A condition called posterior vitreous detachment is also possible, here the vitreous gel pulls away from the retina and optic nerve leading to sometimes quite dramatic floaters arising, often accompanied with flashing lights.
If this occurs then it is important to have an eye specialist or optometrist examine your eyes to ensure that the retina itself has not suffered some damage during this process.
For people who are troubled by floaters that do not recede a procedure termed Vitrectomy can be considered where the majority of the vitreous gel can be removed and replaced with clear liquid.
Floaters can also be a sign of diabetes - and so your GP or optometrist may also arrange for you to have retinopathy to check the eye health at the back of your eye - as diabetes can damage the blood vessels within the eye.
Flashing lights or a dark 'curtain' across your vision
Could be a sign of retinal detachment. Sudden onset of flashing lights in your vision can be an indication of retinal detachment which is a serious, sight-threatening condition which needs urgent attention. The thin, light sensitive layer at the back of the eye becomes separated from the wall of the eye.

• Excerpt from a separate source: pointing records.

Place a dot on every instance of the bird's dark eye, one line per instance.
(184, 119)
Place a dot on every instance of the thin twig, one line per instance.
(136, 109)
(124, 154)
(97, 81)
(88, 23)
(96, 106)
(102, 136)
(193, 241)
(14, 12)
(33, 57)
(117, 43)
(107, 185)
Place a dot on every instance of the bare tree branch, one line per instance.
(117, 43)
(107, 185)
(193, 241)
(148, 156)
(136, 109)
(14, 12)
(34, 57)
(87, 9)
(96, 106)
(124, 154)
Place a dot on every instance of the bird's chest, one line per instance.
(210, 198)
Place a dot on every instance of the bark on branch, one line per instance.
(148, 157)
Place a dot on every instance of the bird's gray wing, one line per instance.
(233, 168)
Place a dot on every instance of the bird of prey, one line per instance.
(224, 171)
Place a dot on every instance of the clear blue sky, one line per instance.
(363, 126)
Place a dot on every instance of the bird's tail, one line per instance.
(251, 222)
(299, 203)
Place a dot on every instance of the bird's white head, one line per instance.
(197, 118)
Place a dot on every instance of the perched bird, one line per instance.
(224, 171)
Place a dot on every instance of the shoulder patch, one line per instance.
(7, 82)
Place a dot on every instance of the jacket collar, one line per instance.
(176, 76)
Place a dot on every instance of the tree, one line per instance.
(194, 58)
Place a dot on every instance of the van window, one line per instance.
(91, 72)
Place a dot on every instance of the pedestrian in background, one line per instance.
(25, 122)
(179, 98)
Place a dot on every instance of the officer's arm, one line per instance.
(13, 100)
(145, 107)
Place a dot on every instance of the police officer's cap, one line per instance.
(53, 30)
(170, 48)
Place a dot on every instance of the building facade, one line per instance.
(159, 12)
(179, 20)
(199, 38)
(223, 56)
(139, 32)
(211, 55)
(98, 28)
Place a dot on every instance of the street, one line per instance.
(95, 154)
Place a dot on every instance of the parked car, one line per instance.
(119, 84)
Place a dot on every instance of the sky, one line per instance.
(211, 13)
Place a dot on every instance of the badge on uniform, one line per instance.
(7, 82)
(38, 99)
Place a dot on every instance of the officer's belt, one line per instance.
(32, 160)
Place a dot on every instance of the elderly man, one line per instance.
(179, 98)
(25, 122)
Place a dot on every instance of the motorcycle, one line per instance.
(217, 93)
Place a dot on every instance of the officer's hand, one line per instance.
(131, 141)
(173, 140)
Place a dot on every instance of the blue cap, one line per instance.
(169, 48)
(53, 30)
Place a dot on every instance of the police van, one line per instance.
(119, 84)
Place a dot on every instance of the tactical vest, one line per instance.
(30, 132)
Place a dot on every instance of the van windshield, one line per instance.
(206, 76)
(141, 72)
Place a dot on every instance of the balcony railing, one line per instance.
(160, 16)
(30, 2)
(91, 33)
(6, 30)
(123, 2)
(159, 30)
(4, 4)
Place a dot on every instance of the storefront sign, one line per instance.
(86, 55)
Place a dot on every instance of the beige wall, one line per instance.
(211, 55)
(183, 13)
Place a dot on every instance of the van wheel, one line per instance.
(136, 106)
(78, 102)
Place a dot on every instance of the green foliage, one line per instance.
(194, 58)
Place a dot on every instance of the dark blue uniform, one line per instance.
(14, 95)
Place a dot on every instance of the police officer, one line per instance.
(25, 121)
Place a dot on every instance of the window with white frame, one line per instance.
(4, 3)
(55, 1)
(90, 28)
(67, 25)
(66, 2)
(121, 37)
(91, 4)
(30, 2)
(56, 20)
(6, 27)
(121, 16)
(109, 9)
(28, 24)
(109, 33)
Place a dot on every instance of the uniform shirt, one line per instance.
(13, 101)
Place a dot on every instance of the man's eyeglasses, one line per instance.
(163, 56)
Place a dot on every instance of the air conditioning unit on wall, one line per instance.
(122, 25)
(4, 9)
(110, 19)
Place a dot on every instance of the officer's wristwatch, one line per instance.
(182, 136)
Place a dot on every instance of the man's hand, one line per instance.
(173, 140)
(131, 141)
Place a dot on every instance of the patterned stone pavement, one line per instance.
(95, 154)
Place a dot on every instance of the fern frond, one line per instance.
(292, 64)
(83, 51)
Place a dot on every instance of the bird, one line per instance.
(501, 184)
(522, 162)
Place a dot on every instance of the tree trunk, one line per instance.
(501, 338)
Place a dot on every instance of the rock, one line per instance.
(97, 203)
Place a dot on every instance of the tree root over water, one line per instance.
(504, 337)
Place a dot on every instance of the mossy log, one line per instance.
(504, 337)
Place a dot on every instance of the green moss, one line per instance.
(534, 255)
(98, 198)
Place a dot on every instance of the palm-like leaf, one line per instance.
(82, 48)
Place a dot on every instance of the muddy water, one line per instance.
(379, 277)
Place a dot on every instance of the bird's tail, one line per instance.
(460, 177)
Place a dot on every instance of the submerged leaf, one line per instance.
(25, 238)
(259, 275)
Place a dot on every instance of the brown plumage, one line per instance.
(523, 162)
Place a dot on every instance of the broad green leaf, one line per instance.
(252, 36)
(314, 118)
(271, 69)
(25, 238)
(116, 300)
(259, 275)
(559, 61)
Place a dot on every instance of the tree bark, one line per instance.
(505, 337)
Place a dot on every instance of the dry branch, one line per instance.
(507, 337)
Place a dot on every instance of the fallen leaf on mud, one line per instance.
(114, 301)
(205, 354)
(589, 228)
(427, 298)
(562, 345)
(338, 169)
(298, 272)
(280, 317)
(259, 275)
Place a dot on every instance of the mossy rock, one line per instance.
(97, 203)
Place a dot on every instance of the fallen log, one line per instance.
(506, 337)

The most common cause of retinal detachment is small tears in the retina which then allow fluid to get beneath the retina and separate it from the nutrient layer underneath.
Retinal tears or holes are more likely in short-sighted (myopic) eyes, after a posterior vitreous detachment (a normal ageing change) or after cataract surgery, and can occur in diabetic eyes. Again it is important to arrange a visit with your optometrist as a starting point.

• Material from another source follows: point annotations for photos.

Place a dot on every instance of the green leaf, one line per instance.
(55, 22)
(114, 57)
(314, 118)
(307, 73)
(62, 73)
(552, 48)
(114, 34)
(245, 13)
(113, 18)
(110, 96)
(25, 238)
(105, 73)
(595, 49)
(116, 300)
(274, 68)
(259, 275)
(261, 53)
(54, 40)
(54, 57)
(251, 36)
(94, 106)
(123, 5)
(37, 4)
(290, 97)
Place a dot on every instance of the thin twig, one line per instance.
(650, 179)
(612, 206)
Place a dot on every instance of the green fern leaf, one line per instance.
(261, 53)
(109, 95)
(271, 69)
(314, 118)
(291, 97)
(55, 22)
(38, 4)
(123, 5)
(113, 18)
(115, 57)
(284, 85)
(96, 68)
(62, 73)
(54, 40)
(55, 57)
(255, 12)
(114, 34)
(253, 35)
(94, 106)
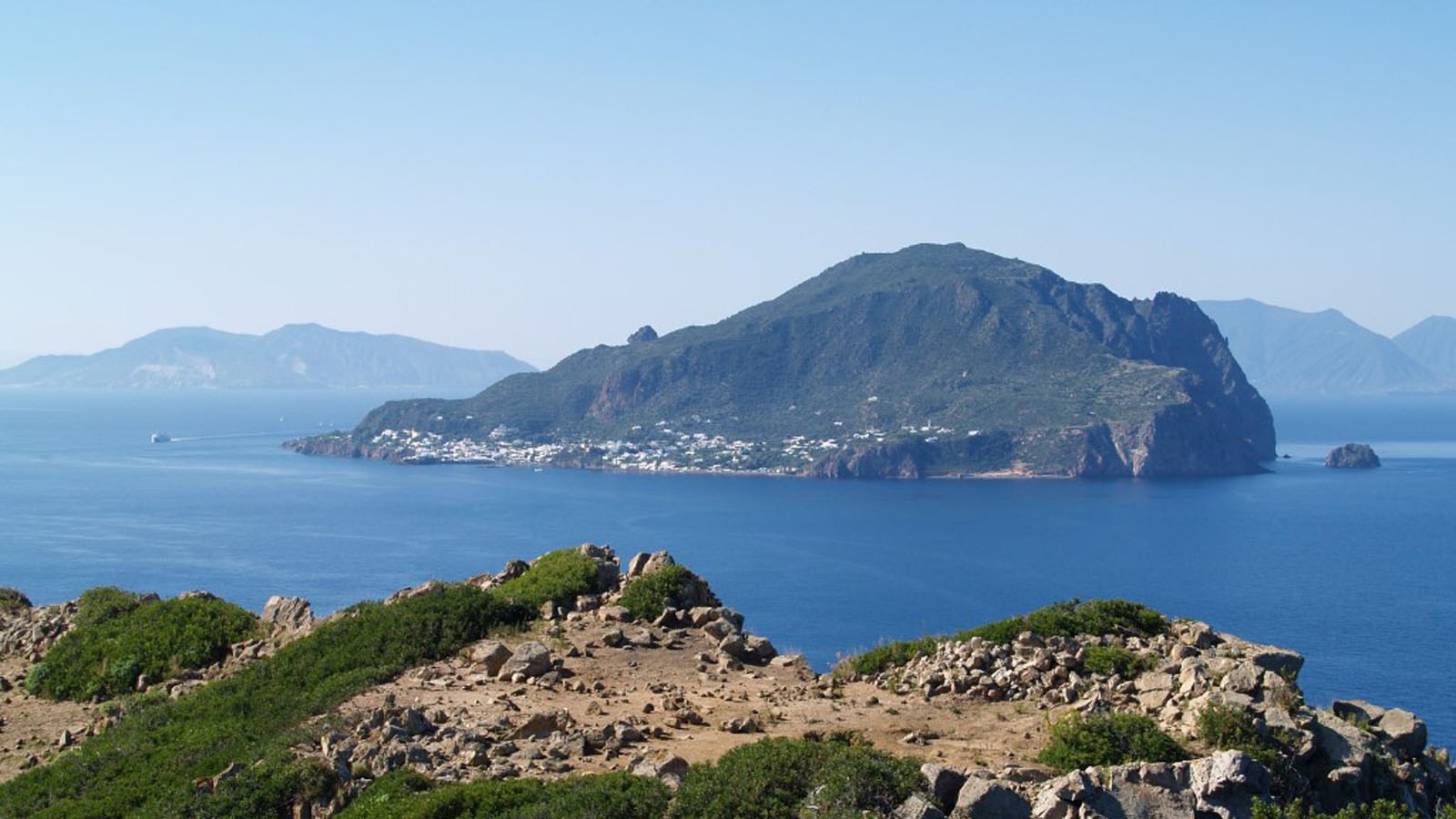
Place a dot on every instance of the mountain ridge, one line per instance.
(931, 360)
(293, 356)
(1288, 351)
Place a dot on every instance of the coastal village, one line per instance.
(662, 450)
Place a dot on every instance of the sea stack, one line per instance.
(1353, 457)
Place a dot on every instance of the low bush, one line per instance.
(101, 603)
(1107, 739)
(12, 601)
(648, 595)
(1067, 618)
(797, 777)
(120, 642)
(147, 763)
(1380, 809)
(405, 794)
(1116, 659)
(1232, 727)
(557, 576)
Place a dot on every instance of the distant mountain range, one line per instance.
(932, 360)
(293, 356)
(1292, 353)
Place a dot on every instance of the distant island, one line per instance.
(293, 356)
(1290, 353)
(932, 360)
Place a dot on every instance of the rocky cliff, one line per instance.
(932, 360)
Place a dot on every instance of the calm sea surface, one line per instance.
(1358, 570)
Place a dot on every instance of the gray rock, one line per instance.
(490, 654)
(531, 659)
(288, 614)
(1405, 732)
(916, 807)
(987, 799)
(944, 783)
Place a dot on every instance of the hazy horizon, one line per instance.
(541, 179)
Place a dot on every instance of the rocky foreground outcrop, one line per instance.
(592, 688)
(1353, 753)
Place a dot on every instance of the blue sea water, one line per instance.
(1353, 569)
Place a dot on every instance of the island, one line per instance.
(935, 360)
(579, 685)
(1353, 457)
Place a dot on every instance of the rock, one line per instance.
(490, 654)
(288, 615)
(662, 765)
(1353, 457)
(916, 807)
(543, 724)
(944, 783)
(644, 332)
(1405, 732)
(1358, 712)
(757, 649)
(637, 564)
(987, 799)
(529, 659)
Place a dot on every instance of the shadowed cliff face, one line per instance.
(897, 360)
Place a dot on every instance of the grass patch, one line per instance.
(407, 794)
(557, 576)
(1116, 659)
(1107, 739)
(648, 595)
(123, 640)
(797, 777)
(146, 763)
(1380, 809)
(1067, 618)
(12, 601)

Irritable sore eyes and itchy eyelids
Could be blepharitis - eyelid inflammation. It is one of the most common eye conditions but there are treatments such as eye drops, cleansing pads and eyelid scrubs. It is best to speak to your optician to check you to not have an allergy or infection that needs treatment.
At this time of year with pollen levels extremely high across the UK allergic conjunctivitis is a common affliction, this can cause quite intense itching, watering and red eye.

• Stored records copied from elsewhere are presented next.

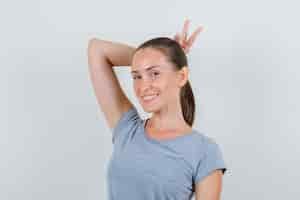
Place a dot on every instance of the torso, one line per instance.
(165, 134)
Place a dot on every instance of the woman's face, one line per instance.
(155, 82)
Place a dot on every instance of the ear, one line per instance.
(183, 76)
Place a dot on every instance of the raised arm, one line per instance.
(102, 56)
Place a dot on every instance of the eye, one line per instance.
(155, 73)
(135, 77)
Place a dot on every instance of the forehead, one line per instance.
(148, 58)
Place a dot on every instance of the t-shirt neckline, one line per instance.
(153, 140)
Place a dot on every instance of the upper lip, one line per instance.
(149, 94)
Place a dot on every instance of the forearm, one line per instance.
(117, 54)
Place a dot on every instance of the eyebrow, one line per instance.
(148, 68)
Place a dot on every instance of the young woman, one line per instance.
(162, 157)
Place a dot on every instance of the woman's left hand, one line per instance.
(183, 40)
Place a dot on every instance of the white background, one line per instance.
(54, 140)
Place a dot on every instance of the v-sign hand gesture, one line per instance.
(182, 39)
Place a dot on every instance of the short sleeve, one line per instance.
(212, 160)
(125, 124)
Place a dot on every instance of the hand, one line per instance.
(182, 39)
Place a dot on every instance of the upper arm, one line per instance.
(210, 187)
(110, 96)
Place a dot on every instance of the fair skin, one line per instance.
(103, 55)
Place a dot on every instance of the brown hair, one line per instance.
(175, 54)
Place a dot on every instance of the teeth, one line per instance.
(149, 97)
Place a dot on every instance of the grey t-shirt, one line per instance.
(144, 168)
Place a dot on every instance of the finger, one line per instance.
(177, 37)
(185, 30)
(194, 35)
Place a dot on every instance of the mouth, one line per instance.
(149, 98)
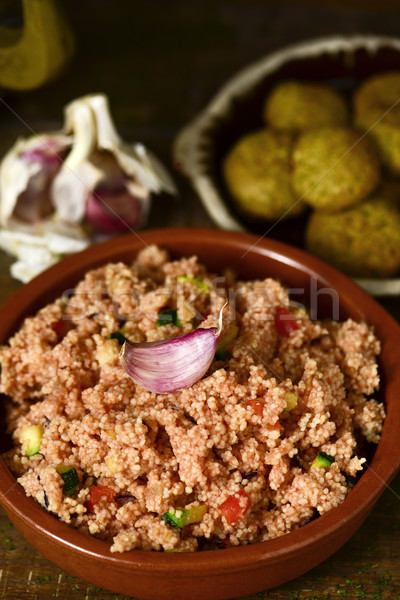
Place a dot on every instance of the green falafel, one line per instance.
(293, 106)
(377, 110)
(257, 172)
(363, 241)
(334, 168)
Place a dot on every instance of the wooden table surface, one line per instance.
(160, 62)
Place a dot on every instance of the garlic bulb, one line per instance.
(54, 185)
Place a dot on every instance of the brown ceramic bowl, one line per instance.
(237, 571)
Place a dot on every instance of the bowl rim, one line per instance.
(386, 460)
(191, 143)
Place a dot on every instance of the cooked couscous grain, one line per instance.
(228, 458)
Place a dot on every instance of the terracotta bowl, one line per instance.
(238, 571)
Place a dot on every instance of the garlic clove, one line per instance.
(113, 212)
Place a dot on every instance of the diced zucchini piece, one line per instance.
(322, 460)
(199, 283)
(225, 340)
(31, 439)
(169, 317)
(291, 401)
(179, 517)
(70, 477)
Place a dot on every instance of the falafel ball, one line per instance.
(377, 110)
(334, 168)
(363, 241)
(257, 171)
(294, 106)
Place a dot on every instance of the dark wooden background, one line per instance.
(160, 62)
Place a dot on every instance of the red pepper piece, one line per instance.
(256, 405)
(235, 507)
(285, 322)
(97, 492)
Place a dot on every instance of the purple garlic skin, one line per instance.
(35, 202)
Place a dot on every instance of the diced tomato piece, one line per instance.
(97, 492)
(285, 322)
(277, 425)
(256, 405)
(235, 507)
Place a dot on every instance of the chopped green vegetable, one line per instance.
(199, 283)
(179, 517)
(31, 439)
(322, 460)
(225, 340)
(169, 317)
(70, 478)
(291, 401)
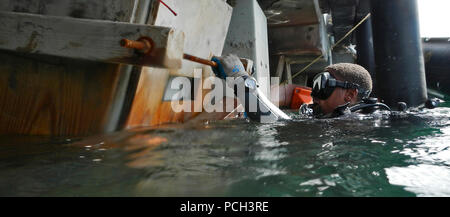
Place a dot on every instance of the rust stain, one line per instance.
(32, 43)
(75, 44)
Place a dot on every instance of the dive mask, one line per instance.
(324, 85)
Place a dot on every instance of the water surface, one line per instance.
(406, 155)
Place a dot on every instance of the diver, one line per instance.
(341, 89)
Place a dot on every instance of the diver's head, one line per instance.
(340, 84)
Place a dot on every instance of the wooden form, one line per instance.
(94, 40)
(205, 24)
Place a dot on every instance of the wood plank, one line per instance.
(94, 40)
(280, 67)
(54, 96)
(288, 73)
(205, 24)
(113, 10)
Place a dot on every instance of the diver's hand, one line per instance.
(228, 66)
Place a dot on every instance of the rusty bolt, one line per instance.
(142, 45)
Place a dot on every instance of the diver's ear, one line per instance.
(351, 95)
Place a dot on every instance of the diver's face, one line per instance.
(327, 106)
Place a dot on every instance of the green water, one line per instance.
(407, 155)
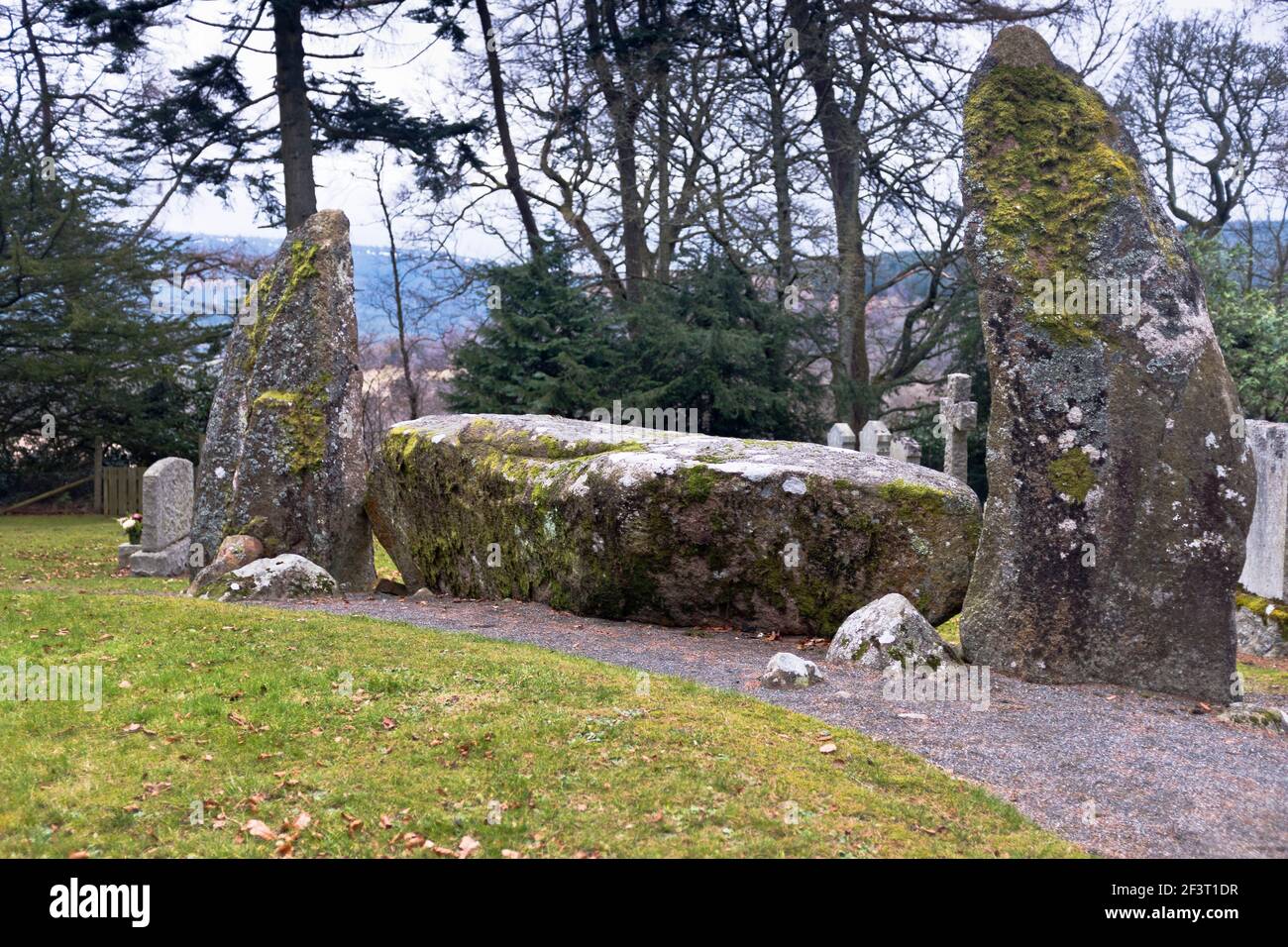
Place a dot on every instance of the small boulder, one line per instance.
(387, 586)
(790, 671)
(1256, 715)
(889, 630)
(273, 579)
(233, 553)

One of the most effective ways to control allergic conjunctivitis is to refrain from rubbing your eyes – although this can be quite hard to do! Eye rubbing causes release of chemical factors onto the eye surface which exacerbates the itching.
Other remedies are antihistamine eye drops and or tablets many of which are available over the counter so speak with your local pharmacist if affected by this seasonal affliction.
Persistent gritty dry eyes
Could be dry eye disease. This can be managed with over-the-counter lubricant eye drops available from pharmacies and optometrists. When more severe and not responding to simple lubricant eye drops, then a referral to an ophthalmologist may be required for further management.
Difference in pupil size
Could be Holmes-Adie pupil. The most common reason for new onset pupil size difference – termed anisocoria - is a condition called Holmes-Adie pupil, where one pupil becomes enlarged relative to the other.
This condition is benign however if you notice this kind of change it is very important to visit your optometrist for an examination to rule out more serious conditions.
Sudden onset of double vision
Could be muscle-weakening. Termed Diplopia, this should always merit specialist attention although very often the underlying cause may be relatively benign, sudden onset diplopia could be indicative of one or more eye muscles becoming weakened due to the loss, or interruption of, the microscopic blood supply to the nerves that innervate them.
This is called micro-vasculopathy and can sometimes be an indication of a more generalised medical problem such as Diabetes, high blood pressure and other anomalies.
A pre-existing childhood tendency to squint can also sometimes recur in our later years, either way it's important to touch base with your optometrist or GP in the first instance before specialist referral is sought.